[Carel Otto Mitsen]
MITSEN (Carel Otto), zoon van George Freedrik Mitsen, predikant bij de Luthersche gemeente te Kuilenburg, werd aldaar geboren, volbragt zijne studien te Jena, werd als proponent te Amsterdam aangenomen, en na een beroep naar 's Hertogenbosch te hebben afgewezen, door de Staten des Kwartiers van Nymegen in 1724 tot adjunct van zijn vader benoemd. In 1731 ging hij naar de gemeente te Rotterdam over, werd in 1745 emeritus, en overleed den 20 April 1747, op een leeftijd van 47 jaren en nagenoeg 4 maanden.
Hij gaf in het licht:
Eene Hoogd. overzetting van P.J. Spener, Eenvoudige verklaring der Christelijke leere na de order van de kleine Catechismus van Lutherus, in vragen en antwoorden en met schriftuurptaatsen bevestigt. 1754, 8o.

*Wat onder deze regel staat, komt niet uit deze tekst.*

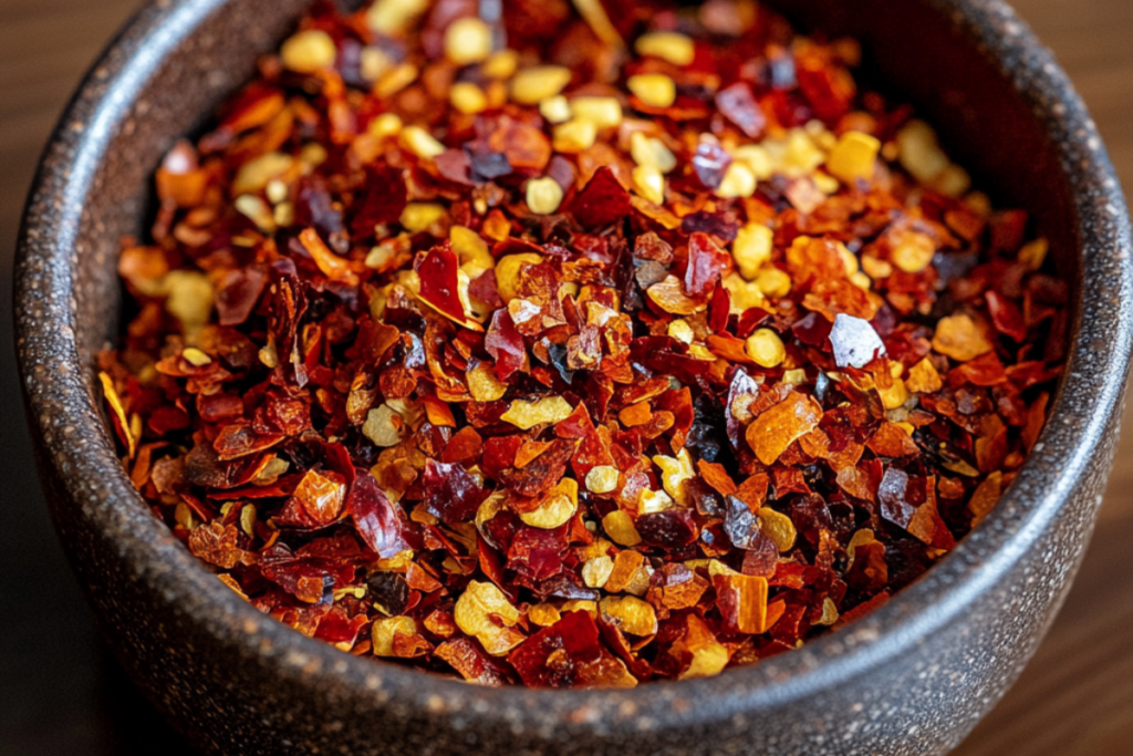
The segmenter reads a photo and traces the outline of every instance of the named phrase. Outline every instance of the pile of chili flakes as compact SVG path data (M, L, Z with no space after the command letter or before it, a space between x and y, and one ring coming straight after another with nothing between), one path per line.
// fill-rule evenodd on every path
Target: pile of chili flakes
M154 513L300 632L485 685L714 674L883 604L1036 442L1047 244L852 42L479 11L317 5L164 159L100 358Z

Laatste Leerrede (over Ps. 121 vs. 8) in de Oude Kerk van de Ev. Luth. Gem., d'ontv. Augsb. Gel. toegedaan. Rotterd. 1736, 4o.

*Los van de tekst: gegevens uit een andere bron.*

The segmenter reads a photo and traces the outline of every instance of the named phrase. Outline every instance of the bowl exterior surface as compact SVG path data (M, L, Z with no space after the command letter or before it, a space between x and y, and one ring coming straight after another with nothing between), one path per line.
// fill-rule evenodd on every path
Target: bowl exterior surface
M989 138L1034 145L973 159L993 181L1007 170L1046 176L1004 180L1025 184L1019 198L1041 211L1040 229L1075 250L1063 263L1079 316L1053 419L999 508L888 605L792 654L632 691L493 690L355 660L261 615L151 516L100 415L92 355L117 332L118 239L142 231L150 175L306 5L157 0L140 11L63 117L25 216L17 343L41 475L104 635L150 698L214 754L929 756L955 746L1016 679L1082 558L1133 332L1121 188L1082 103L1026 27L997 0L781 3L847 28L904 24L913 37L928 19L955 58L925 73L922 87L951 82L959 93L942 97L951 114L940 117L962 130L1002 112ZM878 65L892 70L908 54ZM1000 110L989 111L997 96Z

Het laatste Huys des Heeren boven 't eerste verheerlijkt en met vrede begaaft, naar de bootschap van Haggai 2 vs. 10 ter inwijding enz. Rotterd, 4o.
Zie Scholtz, Jacobi en Nieuwenhuis, Bijdr. tot de Gesch. d. Evang. Luth. Kerk in Nederland, St. I. bl. 61, II. bl. 159 volgg., VII. bl. 78; Kobus en Rivecourt; Glasius, Godgel. Nederl.